Hierarchal logistic regression non-centered reparameterization

Hi all,

I am performing a hierarchal logistic regression on a relatively sparse dataset – 278 observations grouped into 18 events (with a few events having < 5 data points). Per recommendations on this forum I have implemented the “Matt’s trick” non-centered reparamterization. My code is below (it should be correct, the model runs fine and produces posterior distributions close to what I expect).


data {
  int <lower = 1> N; //number of data points
  int <lower = 1> E; //number of events
  int <lower = 1, upper = E>  event[N]; 
  real x1[N]; 
  real x2 [N];
  int<lower=0,upper=1> y[N];
    }
parameters {
  vector[E] b0_raw; // event level adjustments
  vector[E] b1_raw;
  vector[E] b2_raw;
  real <lower = 0> sigma_b0; 
  real <lower = 0> sigma_b1;
  real <lower = 0> sigma_b2;
  real mu_b0;
  real mu_b1;
  real mu_b2;
}
transformed parameters{
  vector[E] b0;
  vector[E] b1;
  vector[E] b2;
  b0 = mu_b0+ sigma_b0 * b0_raw;
  b1 = mu_b1 + sigma_b1 * b1_raw;
  b2 = mu_b2 + sigma_b2 * b2_raw;
}
model {
      mu_b0 ~ normal(0,100); //priors for coefficents
      mu_b1 ~ normal(0,100); //diffuse normals
      mu_b2 ~ normal(0,100);
      sigma_b0 ~ normal(0,25);
      sigma_b1 ~ normal(0,25);
      sigma_b2 ~ normal(0,25);
      b0_raw ~ normal(0,1);
      b1_raw ~ normal(0,1);
      b2_raw ~ normal(0,1);
      for (i in 1:N) {
        liq[i] ~ bernoulli_logit(b0[event[i]] + b1[event[i]]* x1[i] + b2[event[i]] * x2[i]);
      }

My under standing from the Betancourt and Girolami paper is that the re-parameterization results from the equivalency between these two statements:

y_i \sim N(\theta_i, \sigma_i) with \theta_i \sim N(\mu, \tau)
and
y_i \sim N(\theta^*_i*\tau+\mu, \sigma_i) with \theta^*_i \sim N(0,1).

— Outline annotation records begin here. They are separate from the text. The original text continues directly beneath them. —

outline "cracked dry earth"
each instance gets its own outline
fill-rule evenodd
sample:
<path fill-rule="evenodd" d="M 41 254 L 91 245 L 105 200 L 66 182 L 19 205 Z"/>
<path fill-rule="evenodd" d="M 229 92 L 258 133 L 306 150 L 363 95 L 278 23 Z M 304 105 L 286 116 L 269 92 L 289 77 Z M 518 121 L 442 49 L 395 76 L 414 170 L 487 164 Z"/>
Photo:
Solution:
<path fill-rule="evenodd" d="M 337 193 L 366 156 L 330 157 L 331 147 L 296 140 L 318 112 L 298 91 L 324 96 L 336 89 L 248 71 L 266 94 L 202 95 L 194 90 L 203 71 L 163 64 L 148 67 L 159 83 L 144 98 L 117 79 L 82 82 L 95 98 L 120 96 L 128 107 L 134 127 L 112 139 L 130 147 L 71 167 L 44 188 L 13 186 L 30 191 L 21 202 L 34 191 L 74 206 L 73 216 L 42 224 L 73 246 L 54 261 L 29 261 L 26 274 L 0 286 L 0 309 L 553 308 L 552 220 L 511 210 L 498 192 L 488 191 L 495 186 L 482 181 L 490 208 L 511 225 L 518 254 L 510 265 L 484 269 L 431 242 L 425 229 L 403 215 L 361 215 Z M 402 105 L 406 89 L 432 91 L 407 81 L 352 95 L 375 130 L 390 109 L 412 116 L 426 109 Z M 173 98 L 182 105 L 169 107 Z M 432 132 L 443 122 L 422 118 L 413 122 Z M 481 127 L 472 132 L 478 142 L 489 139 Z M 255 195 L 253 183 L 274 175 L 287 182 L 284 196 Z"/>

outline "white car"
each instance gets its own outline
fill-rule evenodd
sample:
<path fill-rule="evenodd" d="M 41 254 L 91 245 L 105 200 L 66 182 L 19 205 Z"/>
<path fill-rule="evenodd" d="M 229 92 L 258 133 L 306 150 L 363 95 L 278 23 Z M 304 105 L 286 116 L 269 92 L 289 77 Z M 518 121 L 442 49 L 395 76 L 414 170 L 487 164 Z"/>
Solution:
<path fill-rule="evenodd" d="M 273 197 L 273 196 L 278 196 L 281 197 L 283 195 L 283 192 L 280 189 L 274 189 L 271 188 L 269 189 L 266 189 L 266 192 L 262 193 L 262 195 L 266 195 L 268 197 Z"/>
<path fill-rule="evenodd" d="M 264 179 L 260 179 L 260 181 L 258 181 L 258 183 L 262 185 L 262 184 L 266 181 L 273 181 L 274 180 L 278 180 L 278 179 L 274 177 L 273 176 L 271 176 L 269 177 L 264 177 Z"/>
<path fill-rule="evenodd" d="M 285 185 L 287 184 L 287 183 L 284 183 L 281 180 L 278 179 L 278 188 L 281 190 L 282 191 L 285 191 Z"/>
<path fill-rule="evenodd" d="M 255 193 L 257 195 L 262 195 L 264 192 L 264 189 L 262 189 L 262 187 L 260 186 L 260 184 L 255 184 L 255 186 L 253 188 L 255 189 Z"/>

My questions are as follows: What would the equivalent statements be for a hierarchal logistic regression and why are they valid?

If they aren’t, have I made some faulty assumption and coded my model incorrectly?

Thanks!

I haven’t looked at your Stan program yet, but if you have a varying parameter with a level for each observation (e.g. the eight_schools example but not Gaussian) then mathematically you can write something like y_i \sim {\rm Bernoulli}({\rm logit}^{-1}(\theta_i^\star * \tau+\mu))

They are valid for the same reason as when you are using a Gaussian likelihood. The relevant Gaussian for the non-centered parameterization is the Gaussian prior on \theta. In other words, it’s always true that

\theta \sim N(\mu, \tau)

is equivalent to

\theta = \theta^\star * \tau + \mu, \theta^\star \sim N(0,1)

regardless of the distribution of y. Hope that helps, and welcome to the Stan forums.

I didn’t go through it thoroughly but here are a few things you can tweak to make your Stan program more concise and also run faster:

data {
...
  // vectors not arrays so you can do elementwise vector multiplication in model block 
  vector[N] x1; 
  vector[N] x2; 
...
}
transformed parameters{
  // same but declare and define on a single line (just cosmetic)
  vector[E] b0 = mu_b0 + sigma_b0 * b0_raw;
  vector[E] b1 = mu_b1 + sigma_b1 * b1_raw;
  vector[E] b2 = mu_b2 + sigma_b2 * b2_raw;
}
model {
  // vectorize the log likelihood (will be faster than loop)
  y ~ bernoulli_logit(b0[event] + b1[event] .* x1 + b2[event] .* x2)
}

I would also suggest tighter priors than normal(0,100) (that’s sd=100, variance = 10000) unless it’s really the case that values like say -250 and 250 are plausible. Especially important to think about if your data is sparse.

Ok, thanks for your advice! I’ve actually been struggling a bit with the priors – mostly just because they’re going to be something the peer reviewers (who aren’t Bayesian modelers) are going to be picky about. I’ve been trying to reason through how best to determine an anticipated scale similar to how Gelman et al., 2008 talked about creating a prior that assigns low probabilities to anything greater than a change of 10 on the logistic scale corresponding to unit change in predictor variable. Do you have any suggestions for this?

Maybe this has something

https://mc-stan.org/users/documentation/case-studies/weakly_informative_shapes.html

(and it’s a good read even if it doesn’t!)

I also suggest simulating data like yours in relevant ways, and then fitting the model to that data using priors of different strengths so you can get a sense for what affect that has.